In this chapter we discuss rationale and methods for computer-aided diagnosis in mammography. Computer-aided diagnosis (CAD) is a diagnosis made by a clinician who uses the output from a computerized analysis of medical images as a "second opinion" in detecting lesions and in making diagnostic decisions. The final diagnosis is rendered by the clinician, e.g., the radiologist. Computer vision and artificial intelligence techniques are developed and customized to accommodate lesions such as cancer and their radiographic presentations on the normal parenchymal background of the breast.

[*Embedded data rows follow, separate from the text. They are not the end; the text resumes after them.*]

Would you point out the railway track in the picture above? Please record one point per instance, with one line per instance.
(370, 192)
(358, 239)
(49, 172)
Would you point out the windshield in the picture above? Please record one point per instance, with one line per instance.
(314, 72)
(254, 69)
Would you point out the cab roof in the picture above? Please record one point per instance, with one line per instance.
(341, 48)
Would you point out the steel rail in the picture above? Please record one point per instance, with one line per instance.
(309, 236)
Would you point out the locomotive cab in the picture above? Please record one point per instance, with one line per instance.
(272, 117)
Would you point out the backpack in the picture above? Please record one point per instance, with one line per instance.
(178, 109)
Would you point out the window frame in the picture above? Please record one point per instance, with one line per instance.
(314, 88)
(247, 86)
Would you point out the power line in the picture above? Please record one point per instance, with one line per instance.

Mammography, x-ray imaging of the breast, is currently the best method for the early detection of breast cancer. Between 10 and 30% of women who have breast cancer and undergo mammography have negative mammograms, however. In approximately two-thirds of these false-negative mammograms, the radiologist failed to detect a cancer that was evident retrospectively. The missed detections may be due to the subtle nature of the radiographic findings (i.e., low conspicuity of the lesion), poor image quality, eye fatigue, or oversight by the radiologists. It has been suggested that double reading (by two radiologists) may increase sensitivity. Thus, one aim of CAD is to increase the efficiency and effectiveness of screening procedures by using a computer system, as a "second reader" (like a "spell checker"), to indicate locations of suspicious abnormalities in mammograms as an aid to the radiologist leaving the final decision regarding the likelihood of the presence of a cancer and patient management to the radiologist. The interpretation of screening mammograms lends itself to CAD since it is a repetitive task involving mostly normal images. Figure 15.1 shows a schematic diagram of a computerized detection method for use in screening mammography.
If a suspicious region is detected, the radiologist then decides if the abnormality is likely to be malignant or benign, and what course of action should be recommended (i.e., return to screening, return for short term follow-up, or return for biopsy). Many patients are referred for surgical biopsy on the basis of a radiographically detected mass lesion or cluster of microcalcifications. Although general rules for the differentiation between benign and malignant breast lesions exist, considerable variability occurs in the interpretation of findings by radiologists with current radiographic techniques. On average, only 10-20% of masses referred for surgical breast biopsy are actually malignant. Thus, another aim of CAD is to extract and analyze the characteristics of benign and malignant lesions seen at mammography in an objective manner in order to aid the radiologist. This has the potential for increasing diagnostic accuracy and reducing the numbers of false-positive diagnoses of malignancies, thereby decreasing patient morbidity by reducing the number of surgical biopsies performed and their associated complications. Figure 15.2 shows a schematic diagram of a computerized diagnosis method for use in the mammographie workup of a suspect lesion.